What a tech cofounder wants:

What I want from my non-technical cofounder is trust. I’m lucky enough to have worked with my partners 10 years prior to our launch of this business. We don’t always agree on things, but we trust one another enough to put each of our families’ futures on the line. When something goes wrong, I want the other founders to be calm and know:

  • A) I take it as seriously as they do, if not more …

And,

  • B) I’m going to work my ass off to figure out what’s wrong and provide a solution.

Emotions are tough to handle with seemingly so much at stake all the time, but trust usually takes over as the initial emotion as the issue subsides.

I honestly can’t imagine how some people find others they never knew before and bring them on as cofounders. Trust is involved in every decision of a startup and through the life of the business.

One other issue that you might find is that on average, I would say most technical founders are somewhat introverted and non-technical business partners are extroverted. From a technical introverted perspective, this just means the business-side founder is going to want to talk more than you really feel is necessary (you know the task at hand and want to be left alone to complete it). This can get even more complex when you want to get away for some R&R. I haven’t been able to fully enjoy my honeymoon, birth of my first child, and countless other getaways. At some point a non-technical founder seemingly feels helpless when you, the technology guy, are off the grid. They can’t resist calling you to discuss how important some (non-important) issue is to get resolved.

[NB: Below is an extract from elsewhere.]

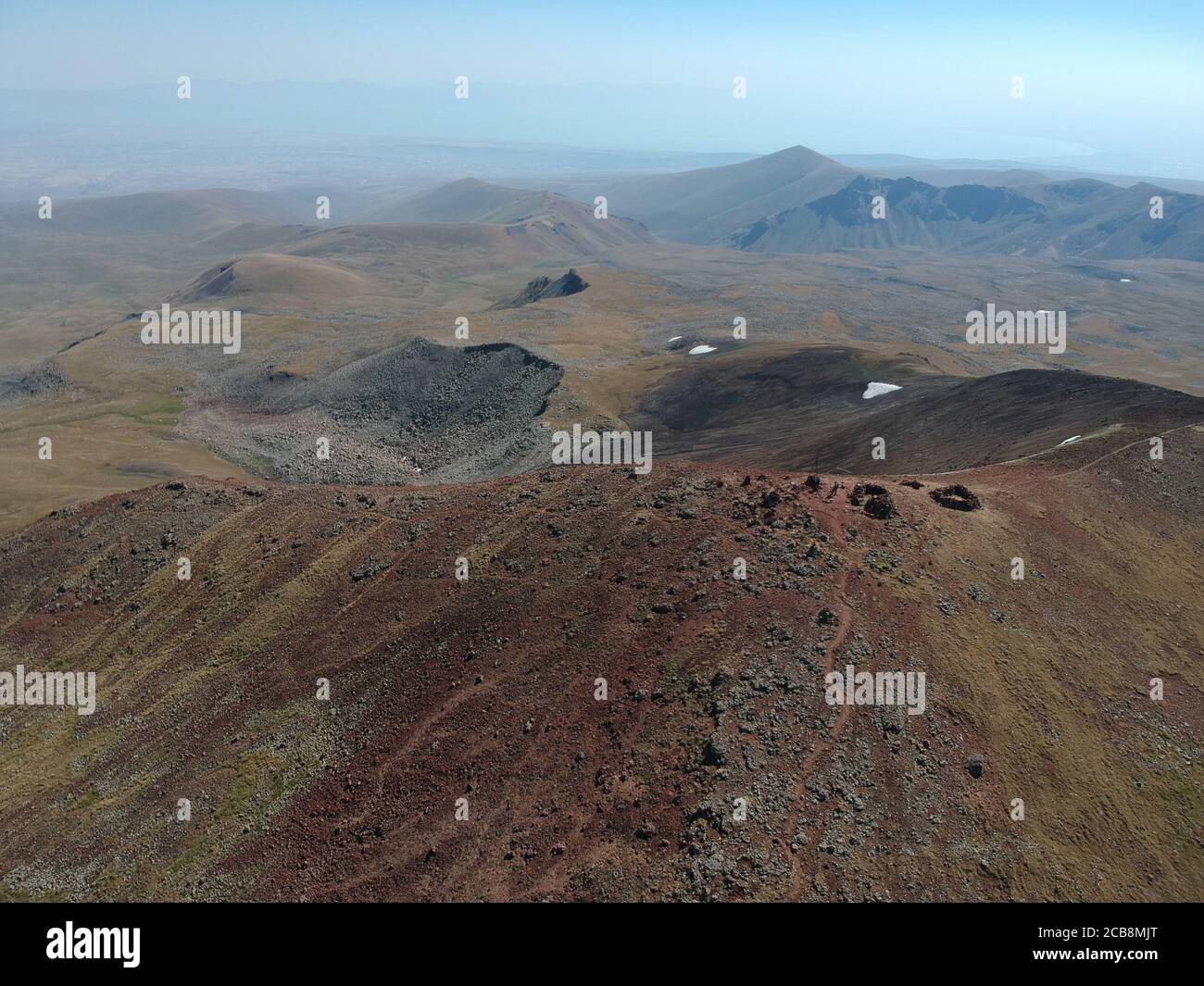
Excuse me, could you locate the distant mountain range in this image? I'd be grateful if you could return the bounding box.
[577,147,1204,260]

It comes back to trust (if it’s an issue in my mind, it will be fixed ASAP), and usually just talking to the business side founder will calm them down.

They just want to know we’re here and available.


  • This is good.

    “They can get it 80 percent of the way there, and then stall out”

    This is because 80% of the way there is only at most 50% of the effort.

  • this is very good. I’m in the process of firing my technical co founder ,which I should have done awhile ago. it was pretty much every symptom you describe. lots of “research” and “back end” and very little to show for it. Too many missed deadlines later I wised up. Will never make that mistake again. I put a lot of my own hard cash and time in, they never worked as hard or gave as much money.

    I knew this person and gave them a great deal of trust. No more. now i’ll outsource the rest and no one will be a co founder until they have earned it, truly. Fortunately I papered it all out with proper vesting so the person won’t walk away with much and I’ll dilute them in the next round.

    • Thank you very much for posting this. It is truly helpful and made me more comfortable with firing my technical co-founder.

  • This post made me appreciate my technical co-founder even more. I always prioritized trust and character because I wasn’t in a position to really evaluate the technical skill. I just knew that customers liked what we built and the co was unfailingly reliable. Judging from your comments I think I accidentally got it right.